Don’t Forget Interest and Fees
Although interest rates for personal loans tend to be lower than those for credit cards are, note that your credit score, debt-to-income ratio, and financial history will dictate the interest rate. It’s also important to be aware of the terms of your loan and the repayment period. Going over this time could mean additional fees.
It’s a Temporary Solution
In the end, taking out a second personal loan isn’t going to fix any problems. What put you into debt in the first place? What’s your solution for getting yourself out of debt? A personal loan cycle isn’t going to solve any underlying financial issues. You still need to pay back what you owe.
Alternatives to a Second Personal Loan
Although you can use a personal loan to finance almost anything, it might not always be the best choice.

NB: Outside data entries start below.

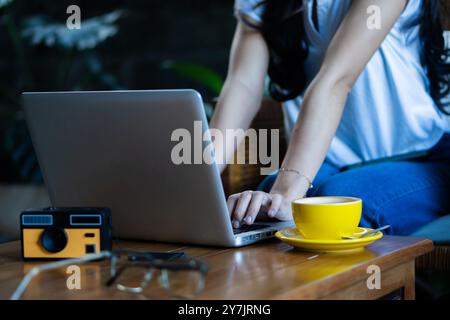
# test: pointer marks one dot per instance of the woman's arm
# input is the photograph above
(242, 92)
(347, 55)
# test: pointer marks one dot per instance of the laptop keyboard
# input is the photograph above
(247, 228)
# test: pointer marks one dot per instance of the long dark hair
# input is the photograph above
(283, 30)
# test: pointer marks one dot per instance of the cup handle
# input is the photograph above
(363, 232)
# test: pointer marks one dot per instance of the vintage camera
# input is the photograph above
(54, 233)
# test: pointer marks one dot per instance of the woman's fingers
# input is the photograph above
(241, 208)
(275, 205)
(232, 201)
(258, 199)
(244, 207)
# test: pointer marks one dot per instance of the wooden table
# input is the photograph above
(266, 270)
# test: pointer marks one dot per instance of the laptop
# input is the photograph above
(114, 149)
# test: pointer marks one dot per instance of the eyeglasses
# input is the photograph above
(137, 272)
(133, 271)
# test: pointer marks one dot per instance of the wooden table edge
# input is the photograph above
(421, 247)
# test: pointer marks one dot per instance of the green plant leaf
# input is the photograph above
(203, 75)
(92, 32)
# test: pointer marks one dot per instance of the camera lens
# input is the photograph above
(54, 239)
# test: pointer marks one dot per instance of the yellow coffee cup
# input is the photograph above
(327, 218)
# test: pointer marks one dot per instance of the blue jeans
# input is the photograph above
(405, 194)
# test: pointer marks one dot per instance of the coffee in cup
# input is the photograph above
(327, 218)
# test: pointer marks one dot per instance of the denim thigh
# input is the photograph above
(404, 194)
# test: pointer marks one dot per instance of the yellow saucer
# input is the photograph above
(294, 238)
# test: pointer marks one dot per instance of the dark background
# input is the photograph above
(157, 45)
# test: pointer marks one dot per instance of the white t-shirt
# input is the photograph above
(389, 110)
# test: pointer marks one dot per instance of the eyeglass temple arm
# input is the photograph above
(54, 265)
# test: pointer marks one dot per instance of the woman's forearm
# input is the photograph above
(236, 108)
(318, 120)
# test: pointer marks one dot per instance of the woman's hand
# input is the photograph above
(244, 207)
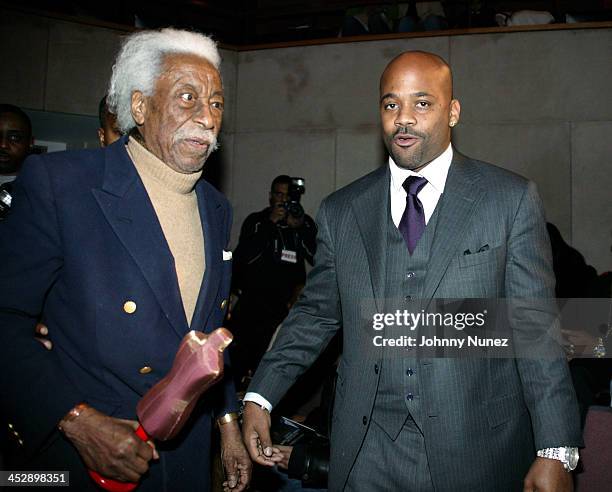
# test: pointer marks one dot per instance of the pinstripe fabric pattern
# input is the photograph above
(483, 419)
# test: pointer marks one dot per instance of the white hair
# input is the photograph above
(139, 64)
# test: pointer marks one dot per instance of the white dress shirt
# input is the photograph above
(435, 173)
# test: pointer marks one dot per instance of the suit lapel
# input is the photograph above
(129, 211)
(212, 228)
(371, 210)
(460, 199)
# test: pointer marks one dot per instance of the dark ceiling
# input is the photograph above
(243, 22)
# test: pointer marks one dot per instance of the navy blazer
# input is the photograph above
(82, 239)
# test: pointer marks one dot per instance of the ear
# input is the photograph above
(455, 111)
(139, 107)
(101, 137)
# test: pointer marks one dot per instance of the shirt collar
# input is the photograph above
(435, 172)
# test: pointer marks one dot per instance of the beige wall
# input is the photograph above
(537, 103)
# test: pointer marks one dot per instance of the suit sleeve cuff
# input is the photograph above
(258, 399)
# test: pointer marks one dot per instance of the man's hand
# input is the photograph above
(235, 459)
(548, 475)
(41, 333)
(256, 435)
(278, 213)
(109, 446)
(286, 452)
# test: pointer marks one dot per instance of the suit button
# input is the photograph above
(129, 307)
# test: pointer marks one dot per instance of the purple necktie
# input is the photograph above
(412, 223)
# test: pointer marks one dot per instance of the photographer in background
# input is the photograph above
(269, 270)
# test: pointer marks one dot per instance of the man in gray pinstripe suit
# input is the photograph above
(468, 230)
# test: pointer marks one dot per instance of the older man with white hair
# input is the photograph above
(120, 251)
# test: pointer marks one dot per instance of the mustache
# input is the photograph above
(205, 135)
(407, 131)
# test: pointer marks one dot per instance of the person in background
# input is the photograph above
(15, 141)
(268, 273)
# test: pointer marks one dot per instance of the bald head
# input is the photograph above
(424, 63)
(417, 108)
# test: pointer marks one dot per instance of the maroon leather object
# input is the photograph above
(198, 365)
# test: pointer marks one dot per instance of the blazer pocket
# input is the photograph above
(501, 410)
(466, 261)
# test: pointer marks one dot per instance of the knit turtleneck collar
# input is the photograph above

Here are some other options to consider.
Balance Transfer Credit Card
Balance transfer credit cards are typically used by borrowers who want to save money by moving credit card debt with a high interest rate to one with a lower interest rate. Some credit cards may offer a 0% APR for a certain length of time so that you can start to pay off debt without paying interest.
Dedicated Savings Account
If you can delay the payment and save the money to pay in full, that might be a better option than taking out a second personal loan. Put money aside in a separate savings account and use these funds instead of borrowing money.
With some outstanding debt, such as a medical bill or a late utility bill, see if you can work with your provider to set up a payment plan. More often than not, you can pay a minimum amount each month until the balance is paid in full.
Debt Management Plan
Another option is to work with a credit-counseling agency to put together a repayment plan and deal with creditors and collection agencies to negotiate a lower interest rate. Not only are you offered professional advice such as financial and credit counseling and budgeting help, but you’ll have debt rolled into one monthly payment and be held accountable to stick to your debt management plan.
Rethink a Second Personal Loan
A growing number of borrowers are turning to personal loans as a way to relieve the stress of debt, at least temporarily. Before taking out that second personal loan, consider exploring other options first. Each circumstance is different, and you may find that the alternative will be cheaper in the end.